So, the question has been raised: why am I doing this?  Why re-invent the EMR wheel?  What is so different about what I am doing that makes it necessary to go through such a painful venture?  I ask myself this same question, actually.

Here’s my answer to that question:

What medical records offer:
High focus on capturing billing codes so physicians can be paid maximum for the minimum amount of work.

What I need:
No focus on billing codes, instead a focus on work-flow.

What medical records offer:
Complex documentation to satisfy the E/M coding rules put forth by CMS.This assures physicians are not at risk of fraud allegation should there be an audit.  It results in massive over-documentation and obfuscation of pertinent information.

What I need:
Documentation should only be for the sake of patient care. I need to know what went on and what the patient’s story is at any given time.

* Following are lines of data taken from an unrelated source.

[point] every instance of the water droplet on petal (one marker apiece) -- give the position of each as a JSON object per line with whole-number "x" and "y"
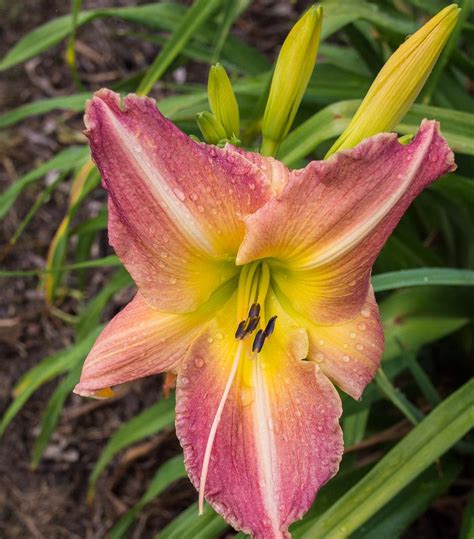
{"x": 199, "y": 362}
{"x": 320, "y": 357}
{"x": 179, "y": 194}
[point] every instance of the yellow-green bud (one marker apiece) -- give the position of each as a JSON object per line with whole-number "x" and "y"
{"x": 211, "y": 128}
{"x": 222, "y": 101}
{"x": 399, "y": 81}
{"x": 293, "y": 70}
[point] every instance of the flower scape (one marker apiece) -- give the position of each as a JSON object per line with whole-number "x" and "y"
{"x": 254, "y": 289}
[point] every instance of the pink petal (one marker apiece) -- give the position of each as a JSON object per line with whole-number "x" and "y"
{"x": 176, "y": 207}
{"x": 327, "y": 227}
{"x": 349, "y": 353}
{"x": 278, "y": 439}
{"x": 139, "y": 341}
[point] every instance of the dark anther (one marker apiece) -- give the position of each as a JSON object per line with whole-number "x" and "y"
{"x": 240, "y": 333}
{"x": 258, "y": 341}
{"x": 254, "y": 310}
{"x": 270, "y": 326}
{"x": 252, "y": 324}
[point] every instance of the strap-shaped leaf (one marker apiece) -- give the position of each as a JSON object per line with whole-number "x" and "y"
{"x": 422, "y": 446}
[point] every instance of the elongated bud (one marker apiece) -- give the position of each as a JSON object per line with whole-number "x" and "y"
{"x": 223, "y": 102}
{"x": 293, "y": 70}
{"x": 212, "y": 130}
{"x": 399, "y": 81}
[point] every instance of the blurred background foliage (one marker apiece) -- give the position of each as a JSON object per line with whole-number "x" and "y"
{"x": 74, "y": 468}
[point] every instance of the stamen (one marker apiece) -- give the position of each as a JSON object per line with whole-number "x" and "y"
{"x": 252, "y": 324}
{"x": 254, "y": 310}
{"x": 241, "y": 332}
{"x": 270, "y": 326}
{"x": 258, "y": 341}
{"x": 215, "y": 424}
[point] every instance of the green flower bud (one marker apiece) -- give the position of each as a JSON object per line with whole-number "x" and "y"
{"x": 211, "y": 128}
{"x": 222, "y": 101}
{"x": 293, "y": 70}
{"x": 399, "y": 81}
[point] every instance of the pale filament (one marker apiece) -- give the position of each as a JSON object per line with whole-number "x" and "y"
{"x": 215, "y": 424}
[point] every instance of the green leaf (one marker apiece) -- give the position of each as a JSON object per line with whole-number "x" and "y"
{"x": 410, "y": 503}
{"x": 67, "y": 159}
{"x": 46, "y": 370}
{"x": 107, "y": 261}
{"x": 416, "y": 316}
{"x": 195, "y": 16}
{"x": 467, "y": 527}
{"x": 190, "y": 525}
{"x": 324, "y": 125}
{"x": 456, "y": 126}
{"x": 422, "y": 277}
{"x": 52, "y": 411}
{"x": 397, "y": 398}
{"x": 166, "y": 474}
{"x": 331, "y": 121}
{"x": 150, "y": 421}
{"x": 90, "y": 315}
{"x": 158, "y": 16}
{"x": 439, "y": 431}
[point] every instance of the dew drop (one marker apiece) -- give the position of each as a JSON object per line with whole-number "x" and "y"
{"x": 199, "y": 362}
{"x": 179, "y": 194}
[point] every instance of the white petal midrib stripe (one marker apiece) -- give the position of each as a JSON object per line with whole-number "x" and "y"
{"x": 346, "y": 243}
{"x": 168, "y": 201}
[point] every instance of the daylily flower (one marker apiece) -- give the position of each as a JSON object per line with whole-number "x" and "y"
{"x": 254, "y": 287}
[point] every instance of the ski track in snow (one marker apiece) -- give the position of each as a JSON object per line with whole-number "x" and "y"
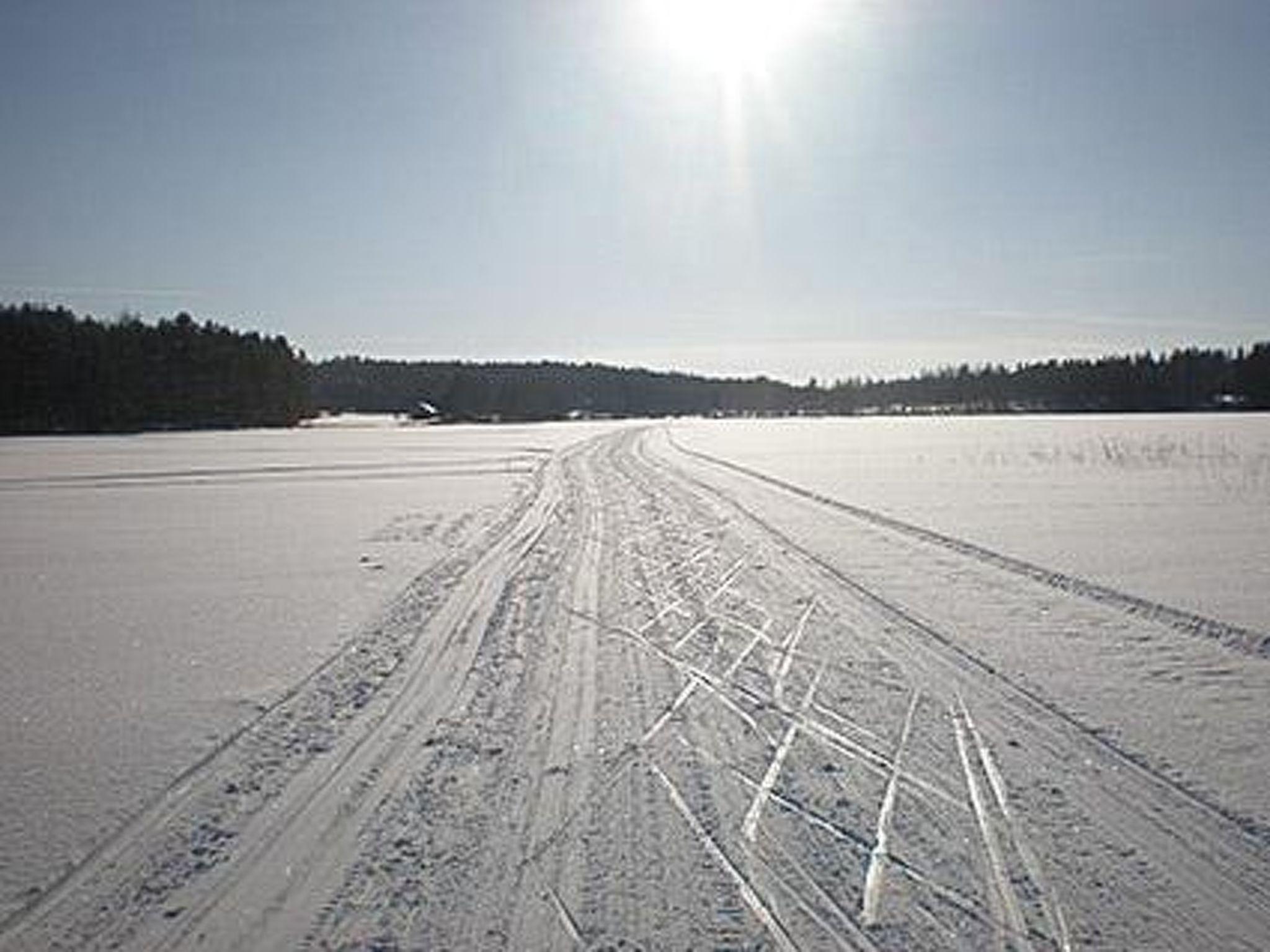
{"x": 575, "y": 733}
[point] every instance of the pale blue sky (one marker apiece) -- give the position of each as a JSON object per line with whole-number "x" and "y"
{"x": 915, "y": 180}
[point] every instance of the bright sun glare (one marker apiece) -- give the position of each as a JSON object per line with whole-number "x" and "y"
{"x": 730, "y": 37}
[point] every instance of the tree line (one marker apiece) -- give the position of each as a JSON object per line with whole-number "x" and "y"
{"x": 1191, "y": 379}
{"x": 60, "y": 374}
{"x": 535, "y": 391}
{"x": 1183, "y": 380}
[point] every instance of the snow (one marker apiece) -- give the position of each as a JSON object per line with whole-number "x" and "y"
{"x": 159, "y": 588}
{"x": 1171, "y": 508}
{"x": 628, "y": 694}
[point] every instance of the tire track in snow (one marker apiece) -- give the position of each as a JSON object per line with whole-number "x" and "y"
{"x": 1237, "y": 637}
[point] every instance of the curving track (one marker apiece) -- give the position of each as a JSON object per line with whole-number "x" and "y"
{"x": 652, "y": 708}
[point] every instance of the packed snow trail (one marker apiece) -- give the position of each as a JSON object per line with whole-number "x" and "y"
{"x": 647, "y": 711}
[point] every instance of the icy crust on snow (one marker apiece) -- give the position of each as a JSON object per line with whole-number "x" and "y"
{"x": 1170, "y": 508}
{"x": 161, "y": 589}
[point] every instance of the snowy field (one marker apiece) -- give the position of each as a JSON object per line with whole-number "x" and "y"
{"x": 866, "y": 683}
{"x": 158, "y": 589}
{"x": 1174, "y": 508}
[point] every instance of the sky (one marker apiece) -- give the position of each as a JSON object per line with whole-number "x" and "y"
{"x": 797, "y": 188}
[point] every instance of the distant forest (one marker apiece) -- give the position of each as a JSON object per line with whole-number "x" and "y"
{"x": 1183, "y": 380}
{"x": 60, "y": 374}
{"x": 65, "y": 375}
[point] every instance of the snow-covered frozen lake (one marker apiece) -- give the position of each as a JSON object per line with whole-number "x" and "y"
{"x": 453, "y": 643}
{"x": 1173, "y": 508}
{"x": 159, "y": 588}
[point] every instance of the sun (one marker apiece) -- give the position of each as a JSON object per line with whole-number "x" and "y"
{"x": 730, "y": 37}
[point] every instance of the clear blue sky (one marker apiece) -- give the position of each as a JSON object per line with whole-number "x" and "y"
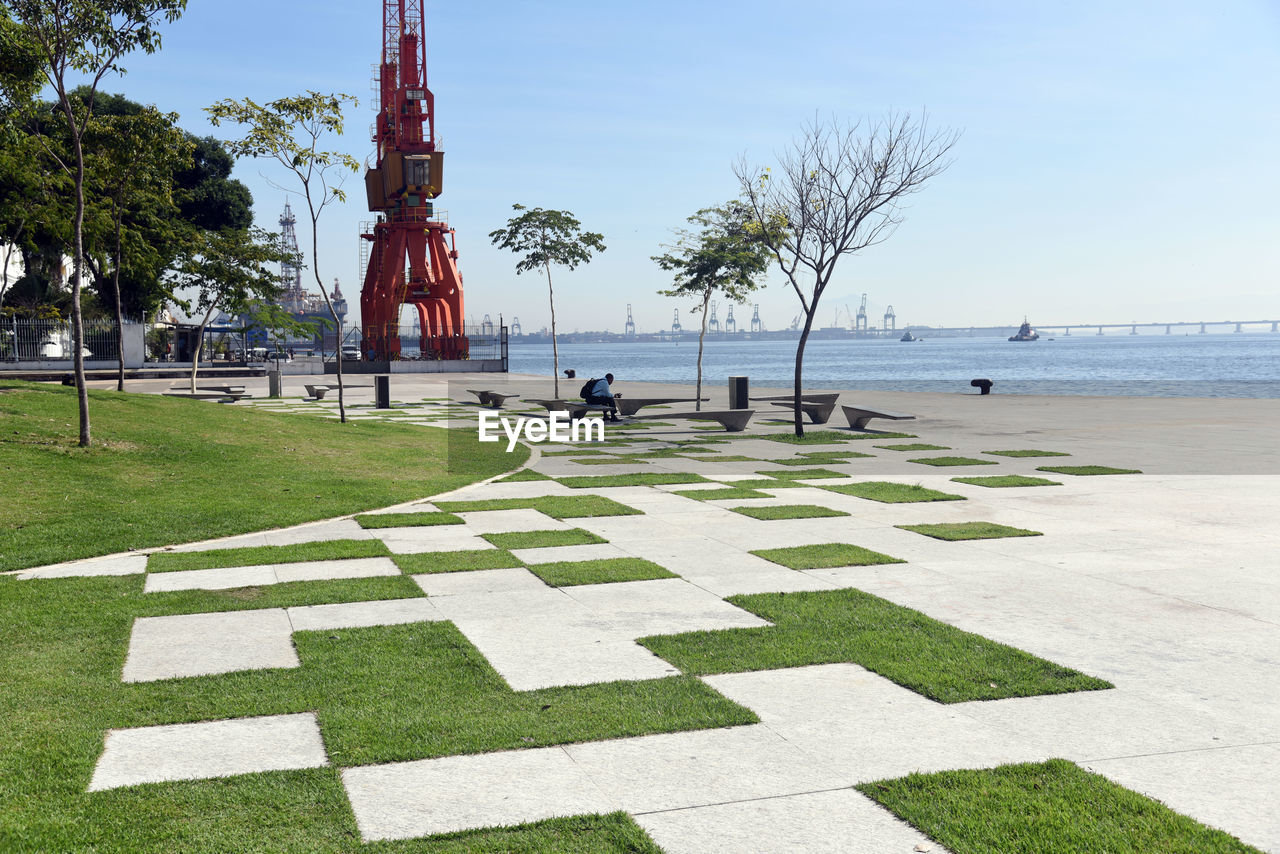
{"x": 1119, "y": 160}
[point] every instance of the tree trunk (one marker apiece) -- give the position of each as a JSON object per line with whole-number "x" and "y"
{"x": 119, "y": 310}
{"x": 804, "y": 337}
{"x": 200, "y": 346}
{"x": 702, "y": 334}
{"x": 77, "y": 272}
{"x": 551, "y": 296}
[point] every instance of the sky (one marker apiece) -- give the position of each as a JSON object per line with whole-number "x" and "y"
{"x": 1118, "y": 161}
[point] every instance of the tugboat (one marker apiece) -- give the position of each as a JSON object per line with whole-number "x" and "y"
{"x": 1025, "y": 333}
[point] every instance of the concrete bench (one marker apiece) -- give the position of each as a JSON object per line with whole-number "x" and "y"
{"x": 818, "y": 412}
{"x": 632, "y": 405}
{"x": 858, "y": 416}
{"x": 732, "y": 420}
{"x": 490, "y": 398}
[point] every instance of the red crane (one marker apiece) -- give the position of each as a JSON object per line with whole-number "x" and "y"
{"x": 414, "y": 257}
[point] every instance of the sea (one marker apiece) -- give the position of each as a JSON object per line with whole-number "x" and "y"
{"x": 1114, "y": 365}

What medical records offer:
Focus on acute care and reminders centered around the patient in the office (which is the place where the majority of the care happens, since that is the only place it is reimbursed)

What I need:
Focus on chronic care, communication tools, and patient reminders for all patients, regardless of whether they are in the office or not. My goal is to keep them out of the office because they are healthy.

What medical records offer:
Patient access to information is fully at the physician’s discretion through the use of a “portal,” where patients are given access to limited to what the doctor actively sends them.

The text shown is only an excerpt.